Wednesday, January 29, 2014

More emerging market turbulence despite rate hikes



Interest rate hikes by Turkey and South Africa failed to stem falls in their currencies Wednesday and the US Federal Reserve piled more pressure on emerging markets by cutting stimulus spending.


Currencies in Russia, Brazil and Argentina also fell, despite the International Monetary Fund insisting there is no general crisis and that each emerging economy faces challenges specific to itself.


But the US central bank’s decision to slice another $10 billion from its monthly stimulus, announced after most non-US markets had closed, could lead to more capital outflows for emerging markets.


The Fed said the US economy was growing firmly enough to further trim the stimulus, which will fall to $65 billion a month from February, spelling a steady tightening of global financial conditions.


The US central bank made no mention of the turmoil stretching from Indonesia to Argentina, turmoil that also has also taken a toll on developed economy stock markets over the past week.


“By omitting any acknowledgement of the recent selloff, the Fed is signaling that it sees little risk at this time of contagion from developing to developed markets,” said Omer Esiner of Commonwealth Foreign Exchange.


“Investors had seen a small chance that the Fed could adopt a more cautious tone given the recent selloff in developing markets,” he said.


Earlier Wednesday, faced with crumbling currencies, the central banks of India, Turkey and South Africa all hiked their key interest rates.


Turkey dramatically doubled its benchmark to 10.0 percent, while South Africa announced a rise of half a percentage point .


In India, the rise was a modest quarter-point, aiming to slow inflation, itself also partly a consequence of the rupee’s slump.
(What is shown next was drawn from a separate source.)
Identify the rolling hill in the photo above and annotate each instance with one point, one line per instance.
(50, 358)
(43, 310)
The moves had momentary impact on the respective currencies, but by the end of the day they had only found brief relief.


The Turkish lira jumped about 3.0 percent overnight to 2.17 to the US dollar in response to the central bank’s U-turn, but then shed half those gains, falling back to 2.25 per dollar.


In South Africa, the rand got little respite from the Reserve Bank’s decision. It sank to a five year low of 11.38 to the dollar shortly after the rate hike announcement. And although it rebounded later to 11.20, that was still lower the pre-rate hike rate.


“With all these emerging market central banks raising interest rates, South Africa simply had to follow suit. But they went in half-hearted and the market seems to have called their bluff,” said Fawad Razaqzada at Forex.com.


In Russia, the ruble tumbled to a record low against the euro and the lowest level against the dollar since 2009 after the Central Bank announced it had spent some $1.1 billion propping it up on Monday.


In Brazil, the real hit 2.44 per US dollar, its lowest since August.


And Argentina’s peso also fell on the black market again despite the central bank’s holding the official rate stable for a third day after last week’s devaluation.


Share markets also sank further in most of the same countries.


Michael Hewson at CMC Markets UK said the rate hikes like Turkey’s help address short term capital flow problems but do nothing for short and medium term growth prospects.


“It would appear that markets have belatedly cottoned on to this and equity markets have slowly slipped back from their early highs and slid sharply lower,” he said.


“The fact that currencies have continued to weaken even in countries that have started to raise interest rates opens up a new, and potentially more worrying, phase of the recent turmoil… in which beleaguered policymakers find themselves unable to defend their currencies,” said Neil Shearing at Capital Economics.


But late Tuesday the IMF argued the current emerging market problems do not stem from Fed policies, unlike early last year when the prospect of Fed tightening sent US interest rates rising quickly.


“This is not like May, this is not a panic situation,” Jose Vinals, director of the IMF’s Monetary and Capital Markets Department, insisted.


Vinals called the current turbulence “a combination of idiosyncratic factors.”


“We don’t see the commonality that existed in May, which was the US tapering. This is something where the US monetary policy tapering expectations have so far not played an important role,” he said.


The jitters, he said, are signs that the emerging economies “have yet to complete their adjustment to more volatile external conditions and higher risk premiums.”